THE ASSOCIATED PRESS

July 18, 2002

Washington - Cancer patients often suffer needlessly because the nation's medical system does a poor job of treating pain that is a common part of the disease, according to experts who produced a study for the National Institutes of Health.

"Cancer-related pain, depression and fatigue are undertreated and this situation is simply unacceptable," said Dr. Donald Patrick, a medical professor at the University of Washington, Seattle, and chairman of the committee.

"We have to move to the point that patient comfort and care are a part of the cancer treatment agenda," said Dr. Andrew T. Turrisi III, a radiation oncologist at the Medical University of South Carolina, Charleston. "Some patients are more fearful of pain than they are of death itself."

The report was written after the 13-member panel analyzed a series of studies. "Optimal pain relief for cancer patients needs to be a minimally accepted standard," the committee statement said. "Inadequately treated pain can be considered one indicator of poor quality of care."

Patrick said the group found many doctors don't know how to control relentless pain and medical schools fail to provide adequate training in pain management.

There are also bureaucratic barriers, the panel said.
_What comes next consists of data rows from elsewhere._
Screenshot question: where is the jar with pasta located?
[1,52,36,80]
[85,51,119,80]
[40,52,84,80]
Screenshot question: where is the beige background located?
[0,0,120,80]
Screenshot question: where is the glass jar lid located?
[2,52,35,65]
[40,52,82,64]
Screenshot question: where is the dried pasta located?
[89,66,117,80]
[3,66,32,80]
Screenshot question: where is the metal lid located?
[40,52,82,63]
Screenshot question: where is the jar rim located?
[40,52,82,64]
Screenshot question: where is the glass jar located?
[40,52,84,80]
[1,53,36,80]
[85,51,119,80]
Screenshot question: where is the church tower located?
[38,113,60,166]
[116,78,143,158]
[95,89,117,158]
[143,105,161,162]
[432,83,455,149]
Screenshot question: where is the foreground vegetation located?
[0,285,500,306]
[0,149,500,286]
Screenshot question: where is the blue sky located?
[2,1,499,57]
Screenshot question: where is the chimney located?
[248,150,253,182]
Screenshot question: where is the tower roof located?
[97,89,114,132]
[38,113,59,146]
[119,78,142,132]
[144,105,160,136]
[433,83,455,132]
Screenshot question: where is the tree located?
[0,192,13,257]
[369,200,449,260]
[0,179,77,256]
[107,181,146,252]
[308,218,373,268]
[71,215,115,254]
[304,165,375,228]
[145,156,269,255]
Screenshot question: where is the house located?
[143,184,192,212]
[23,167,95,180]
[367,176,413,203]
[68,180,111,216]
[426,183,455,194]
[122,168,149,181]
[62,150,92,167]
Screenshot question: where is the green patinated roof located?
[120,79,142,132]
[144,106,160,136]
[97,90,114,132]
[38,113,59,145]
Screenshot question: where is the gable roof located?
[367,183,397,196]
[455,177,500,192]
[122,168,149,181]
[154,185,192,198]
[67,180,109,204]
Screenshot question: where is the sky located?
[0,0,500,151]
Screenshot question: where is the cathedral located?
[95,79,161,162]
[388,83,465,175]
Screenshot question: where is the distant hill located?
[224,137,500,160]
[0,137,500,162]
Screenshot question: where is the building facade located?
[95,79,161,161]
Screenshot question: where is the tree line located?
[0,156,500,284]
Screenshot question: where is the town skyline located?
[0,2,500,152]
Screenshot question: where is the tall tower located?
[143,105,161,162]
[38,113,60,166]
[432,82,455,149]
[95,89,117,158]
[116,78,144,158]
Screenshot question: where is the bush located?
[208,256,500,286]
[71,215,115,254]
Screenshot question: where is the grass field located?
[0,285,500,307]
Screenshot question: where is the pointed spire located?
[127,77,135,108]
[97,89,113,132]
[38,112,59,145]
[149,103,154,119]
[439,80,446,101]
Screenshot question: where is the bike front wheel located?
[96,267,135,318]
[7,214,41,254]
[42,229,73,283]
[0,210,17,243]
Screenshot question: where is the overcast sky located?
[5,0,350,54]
Committee member Dr. Paul S. Frame, a professor at the University of Rochester, N.Y., School of Medicine, said some government regulations require a three- copy report each time a doctor prescribes opiates.

"Sometimes practitioners don't want to go to the hassle of prescribing a triplicate drug," he said. "They may use something less effective instead."

The committee said studies have estimated from 14 to 100 percent of cancer patients have relentless pain. The most common estimates found pain poorly controlled in 26 to 41 percent of patients. One obstacle is that patients often give doctors poor insight into their pain, some believing it must be tolerated. Others have an unrealistic fear about opiates and often choose to suffer instead of asking for the drugs, he said.